When you go out in the world, watch out for traffic, hold hands and stick together.
Be aware of wonder. Remember the little seed in the Styrofoam cup: the roots go down and the plant goes up and nobody really knows how or why, but we are all like that.
Goldfish and hamsters and white mice and even the little seed in the Styrofoam cup - they all die. So do we.
And then remember the Dick-and-Jane books and the first word you learned - the biggest word of all - LOOK.
Everything you need to know is in there somewhere. The Golden Rule and love and basic sanitation. Ecology and politics and equality and sane living.

Take any one of those items and extrapolate it into sophisticated adult terms and apply it to your family life or your work or government or your world and it holds true and clear and firm. Think what a better world it would be if we all - the whole world - had cookies and milk at about 3 o'clock in the afternoon and then lay down with our blankies for a nap. Or if all governments had as a basic policy to always put things back where they found them and to clean up their own mess.

And it is still true, no matter how old you are, when you go out in the world, it is best to hold hands and stick together.

[Source: "ALL I REALLY NEED TO KNOW I LEARNED IN KINDERGARTEN" by Robert Fulghum. See his web site at http://www.robertfulghum.com/ ]
 
Experience is the best, but cruelest of teachers. Sometimes you don't even survive the lesson.

TS
 
I dont think you can compare Zoo's to prisons.
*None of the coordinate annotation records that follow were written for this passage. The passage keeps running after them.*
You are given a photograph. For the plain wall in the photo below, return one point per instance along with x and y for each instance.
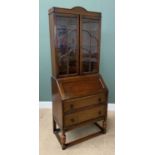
(107, 53)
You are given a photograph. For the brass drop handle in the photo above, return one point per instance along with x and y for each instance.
(71, 106)
(72, 120)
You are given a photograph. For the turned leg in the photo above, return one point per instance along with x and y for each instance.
(63, 140)
(54, 126)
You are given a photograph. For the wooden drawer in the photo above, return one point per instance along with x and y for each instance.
(72, 105)
(85, 115)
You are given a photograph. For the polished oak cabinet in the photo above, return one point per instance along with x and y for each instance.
(79, 93)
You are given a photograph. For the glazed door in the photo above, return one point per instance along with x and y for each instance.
(67, 44)
(89, 44)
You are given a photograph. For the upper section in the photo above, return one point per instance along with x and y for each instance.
(80, 86)
(75, 41)
(75, 10)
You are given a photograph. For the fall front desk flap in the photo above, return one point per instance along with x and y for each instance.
(80, 86)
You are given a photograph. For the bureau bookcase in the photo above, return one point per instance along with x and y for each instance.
(79, 93)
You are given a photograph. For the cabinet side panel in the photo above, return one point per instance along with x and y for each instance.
(53, 56)
(57, 104)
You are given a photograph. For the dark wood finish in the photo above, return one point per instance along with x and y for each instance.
(79, 93)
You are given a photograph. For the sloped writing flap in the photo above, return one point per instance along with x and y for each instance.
(80, 86)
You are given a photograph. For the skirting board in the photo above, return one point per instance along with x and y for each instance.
(47, 104)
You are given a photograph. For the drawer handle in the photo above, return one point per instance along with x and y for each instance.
(99, 112)
(99, 99)
(72, 120)
(71, 106)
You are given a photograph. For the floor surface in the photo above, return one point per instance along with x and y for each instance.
(100, 145)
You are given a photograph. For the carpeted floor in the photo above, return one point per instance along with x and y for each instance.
(100, 145)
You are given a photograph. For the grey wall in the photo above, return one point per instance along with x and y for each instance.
(107, 59)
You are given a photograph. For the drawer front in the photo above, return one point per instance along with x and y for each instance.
(83, 102)
(84, 115)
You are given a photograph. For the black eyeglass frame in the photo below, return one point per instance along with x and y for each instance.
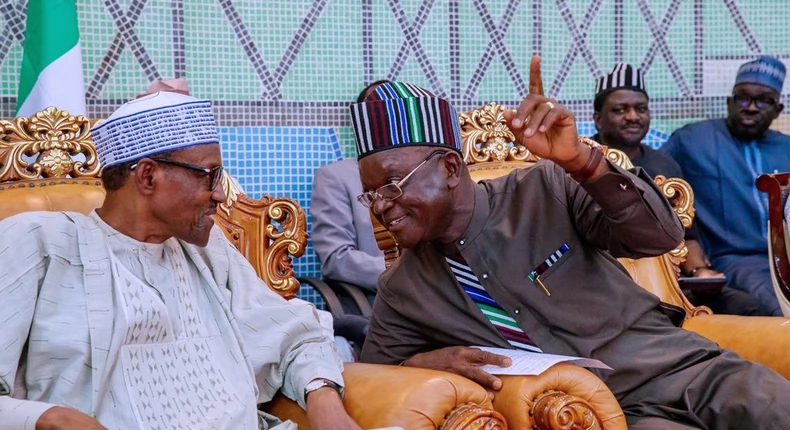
(762, 102)
(214, 173)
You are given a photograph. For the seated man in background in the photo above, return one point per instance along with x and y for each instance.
(622, 118)
(343, 238)
(721, 159)
(527, 261)
(342, 231)
(142, 314)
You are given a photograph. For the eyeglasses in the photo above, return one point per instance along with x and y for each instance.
(393, 190)
(761, 102)
(214, 174)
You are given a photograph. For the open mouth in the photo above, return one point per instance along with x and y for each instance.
(395, 222)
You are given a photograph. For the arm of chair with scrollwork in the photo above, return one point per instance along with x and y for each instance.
(407, 397)
(564, 396)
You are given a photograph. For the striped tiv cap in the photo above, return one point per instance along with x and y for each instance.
(622, 77)
(398, 113)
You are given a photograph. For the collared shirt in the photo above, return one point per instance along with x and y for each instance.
(519, 221)
(731, 213)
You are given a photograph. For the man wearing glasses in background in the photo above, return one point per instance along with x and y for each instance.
(721, 159)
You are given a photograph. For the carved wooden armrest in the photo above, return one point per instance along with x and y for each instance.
(680, 195)
(280, 225)
(470, 416)
(51, 138)
(563, 397)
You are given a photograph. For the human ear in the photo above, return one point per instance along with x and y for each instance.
(454, 165)
(144, 176)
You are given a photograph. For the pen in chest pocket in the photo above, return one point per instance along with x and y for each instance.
(555, 256)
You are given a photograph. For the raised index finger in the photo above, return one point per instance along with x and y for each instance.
(535, 80)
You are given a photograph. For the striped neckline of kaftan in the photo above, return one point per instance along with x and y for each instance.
(496, 315)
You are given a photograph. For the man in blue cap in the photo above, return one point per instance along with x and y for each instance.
(721, 158)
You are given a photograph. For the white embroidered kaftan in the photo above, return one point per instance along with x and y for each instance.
(140, 335)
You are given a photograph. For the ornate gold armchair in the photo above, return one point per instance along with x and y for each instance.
(490, 152)
(48, 163)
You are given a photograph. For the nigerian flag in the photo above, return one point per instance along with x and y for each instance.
(51, 72)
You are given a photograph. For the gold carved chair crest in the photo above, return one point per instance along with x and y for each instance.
(48, 162)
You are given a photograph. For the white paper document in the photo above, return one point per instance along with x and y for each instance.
(533, 363)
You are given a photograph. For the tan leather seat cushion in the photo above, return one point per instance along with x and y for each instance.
(75, 195)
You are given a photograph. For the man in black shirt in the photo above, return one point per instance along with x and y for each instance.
(622, 118)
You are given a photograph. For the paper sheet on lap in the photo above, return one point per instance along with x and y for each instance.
(531, 363)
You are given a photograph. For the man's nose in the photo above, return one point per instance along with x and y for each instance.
(631, 115)
(218, 194)
(752, 106)
(380, 205)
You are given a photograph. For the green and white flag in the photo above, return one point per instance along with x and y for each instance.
(52, 63)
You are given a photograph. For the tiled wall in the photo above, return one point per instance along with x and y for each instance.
(282, 73)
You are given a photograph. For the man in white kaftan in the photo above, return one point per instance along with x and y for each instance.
(147, 334)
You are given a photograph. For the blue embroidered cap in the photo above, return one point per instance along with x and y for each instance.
(767, 71)
(157, 123)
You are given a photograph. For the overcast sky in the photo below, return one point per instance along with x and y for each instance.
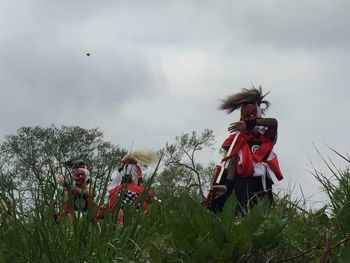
(159, 68)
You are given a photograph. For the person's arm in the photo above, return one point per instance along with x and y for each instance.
(227, 186)
(248, 125)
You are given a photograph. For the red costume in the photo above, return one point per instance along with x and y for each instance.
(127, 184)
(254, 166)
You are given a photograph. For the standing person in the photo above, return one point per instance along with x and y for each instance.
(78, 196)
(252, 165)
(127, 185)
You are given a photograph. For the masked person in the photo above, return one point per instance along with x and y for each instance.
(79, 195)
(127, 185)
(252, 166)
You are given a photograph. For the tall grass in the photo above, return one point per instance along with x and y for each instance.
(179, 229)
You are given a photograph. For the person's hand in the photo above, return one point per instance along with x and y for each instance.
(219, 190)
(237, 126)
(60, 180)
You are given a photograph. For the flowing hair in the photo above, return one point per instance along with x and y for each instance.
(246, 96)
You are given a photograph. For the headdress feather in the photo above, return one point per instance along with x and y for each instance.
(246, 96)
(145, 157)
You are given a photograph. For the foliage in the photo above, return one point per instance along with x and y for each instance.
(178, 229)
(31, 160)
(182, 172)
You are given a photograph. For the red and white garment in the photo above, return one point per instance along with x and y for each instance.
(261, 162)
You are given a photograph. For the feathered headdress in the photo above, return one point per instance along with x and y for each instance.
(145, 157)
(246, 96)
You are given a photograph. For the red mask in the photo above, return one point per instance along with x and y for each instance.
(248, 111)
(79, 176)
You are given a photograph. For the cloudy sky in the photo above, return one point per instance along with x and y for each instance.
(159, 68)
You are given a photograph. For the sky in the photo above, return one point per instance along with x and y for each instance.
(159, 69)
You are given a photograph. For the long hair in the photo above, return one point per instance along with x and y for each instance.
(246, 96)
(145, 157)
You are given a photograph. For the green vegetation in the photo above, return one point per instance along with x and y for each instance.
(177, 229)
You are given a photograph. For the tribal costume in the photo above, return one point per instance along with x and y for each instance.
(253, 166)
(79, 196)
(128, 184)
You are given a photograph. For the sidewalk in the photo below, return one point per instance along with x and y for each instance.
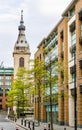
(56, 127)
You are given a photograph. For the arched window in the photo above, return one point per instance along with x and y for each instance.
(21, 62)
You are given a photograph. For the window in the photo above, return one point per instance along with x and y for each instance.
(72, 12)
(8, 78)
(73, 43)
(0, 107)
(21, 62)
(0, 100)
(81, 29)
(73, 38)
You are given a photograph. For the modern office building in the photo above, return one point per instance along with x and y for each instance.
(6, 78)
(65, 43)
(21, 57)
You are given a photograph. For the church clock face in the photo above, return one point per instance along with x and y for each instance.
(21, 52)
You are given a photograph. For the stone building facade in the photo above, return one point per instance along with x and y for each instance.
(69, 33)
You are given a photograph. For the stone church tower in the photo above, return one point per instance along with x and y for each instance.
(21, 52)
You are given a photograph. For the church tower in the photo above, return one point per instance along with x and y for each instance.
(21, 52)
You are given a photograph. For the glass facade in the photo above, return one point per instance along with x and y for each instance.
(6, 77)
(52, 56)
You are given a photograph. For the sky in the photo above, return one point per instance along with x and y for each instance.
(40, 17)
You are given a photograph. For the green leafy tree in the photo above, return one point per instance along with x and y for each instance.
(17, 96)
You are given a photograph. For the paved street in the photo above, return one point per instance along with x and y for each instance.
(7, 124)
(41, 127)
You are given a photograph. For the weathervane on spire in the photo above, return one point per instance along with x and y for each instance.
(22, 15)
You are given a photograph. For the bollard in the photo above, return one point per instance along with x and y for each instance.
(49, 126)
(64, 127)
(21, 121)
(33, 126)
(28, 124)
(25, 123)
(45, 127)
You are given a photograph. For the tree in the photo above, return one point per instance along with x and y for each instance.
(17, 96)
(44, 80)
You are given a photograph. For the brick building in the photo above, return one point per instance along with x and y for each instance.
(6, 78)
(66, 37)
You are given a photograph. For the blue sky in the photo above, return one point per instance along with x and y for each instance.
(40, 17)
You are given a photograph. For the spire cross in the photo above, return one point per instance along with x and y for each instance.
(21, 15)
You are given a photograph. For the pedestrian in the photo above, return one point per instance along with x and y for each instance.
(45, 127)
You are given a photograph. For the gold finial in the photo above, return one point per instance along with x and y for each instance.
(21, 15)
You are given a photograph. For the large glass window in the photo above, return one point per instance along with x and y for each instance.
(81, 29)
(73, 38)
(72, 12)
(8, 77)
(21, 62)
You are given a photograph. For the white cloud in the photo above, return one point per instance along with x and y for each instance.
(40, 16)
(51, 7)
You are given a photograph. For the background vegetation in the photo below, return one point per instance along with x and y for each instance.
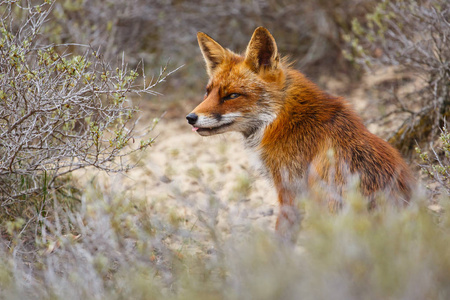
(71, 86)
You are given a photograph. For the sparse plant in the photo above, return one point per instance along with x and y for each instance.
(412, 37)
(60, 112)
(437, 164)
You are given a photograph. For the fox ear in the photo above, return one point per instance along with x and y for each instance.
(213, 53)
(262, 51)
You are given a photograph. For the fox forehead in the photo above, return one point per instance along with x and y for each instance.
(232, 76)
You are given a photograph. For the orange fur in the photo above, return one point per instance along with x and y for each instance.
(303, 138)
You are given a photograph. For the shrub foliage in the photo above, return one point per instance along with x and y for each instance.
(59, 112)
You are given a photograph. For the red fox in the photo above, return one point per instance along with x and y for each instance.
(302, 138)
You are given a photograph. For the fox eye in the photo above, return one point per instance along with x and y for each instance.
(231, 96)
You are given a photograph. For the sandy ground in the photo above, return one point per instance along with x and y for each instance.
(186, 176)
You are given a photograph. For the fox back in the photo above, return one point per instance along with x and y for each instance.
(300, 137)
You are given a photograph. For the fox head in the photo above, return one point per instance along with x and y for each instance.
(241, 89)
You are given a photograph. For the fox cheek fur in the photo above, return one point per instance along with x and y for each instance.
(291, 127)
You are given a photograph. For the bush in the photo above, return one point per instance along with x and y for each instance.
(59, 112)
(156, 30)
(411, 37)
(437, 165)
(117, 247)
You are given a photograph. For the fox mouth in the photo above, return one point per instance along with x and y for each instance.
(211, 130)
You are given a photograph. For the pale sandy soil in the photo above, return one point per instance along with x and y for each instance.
(186, 176)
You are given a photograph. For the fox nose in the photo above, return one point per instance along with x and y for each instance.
(192, 118)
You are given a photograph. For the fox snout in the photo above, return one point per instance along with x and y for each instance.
(192, 118)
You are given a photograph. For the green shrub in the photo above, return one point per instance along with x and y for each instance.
(412, 38)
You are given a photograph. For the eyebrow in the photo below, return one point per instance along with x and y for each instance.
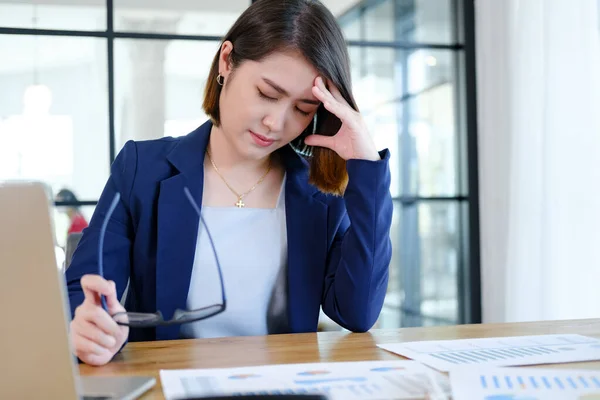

An animal does not have the same kind of understanding as a human. A human goes through all the existential angst 'oh my God, I'm in prison, what am I going to do, I'm gonna be here forever'
Whereas an animal just thinks 'hey, I'm king of my territory, and lunch is due any minute'

But really we have no way of knowing how the animals feel about it espescially animals that normally would have a huge range. I've been to zoo's, I like to see animals, I don't like seeing them in cages.

Again just my opinion and the beauty of it is everyone is entitled to their own.8)
 
The zoo (or the previous 'inspectors') was negligent. ""I don't know if what they did was any more than what kindergartners do at the zoo every day," Matthews said."

Exactly.

The two brothers were wrong, but there actions could have easily been done by some of the nine-ten-eleven year old little %^$#s I've seen at the zoo, museums, etc.

The zoo had a responsibility to take care of the animals they chose to 'display'. They also had a responsibility to protect those who are visiting the zoo. Wild (and not) animals are not predictable....but this type of human activity is. They should have been prepared, the two brothers should have been bounced out of there wayyyyyyyyy before that.

To be happy the young man was killed is very wrong, though. Poor choice in friends shouldn't be a death sentence.
 
To be happy the young man was killed is very wrong, though. Poor choice in friends shouldn't be a death sentence.

I never said I was 'happy' someone died.

I said 'at least the tiger got one before he was gunned down'.
 
I never said I was 'happy' someone died.

I said 'at least the tiger got one before he was gunned down'.

My bad, but when I read (past tense) and read (present tense) it....it lead me to believe that you approved, perhaps in the 'justice was served' way....but still, an opinion I can't share/agree with...or understand.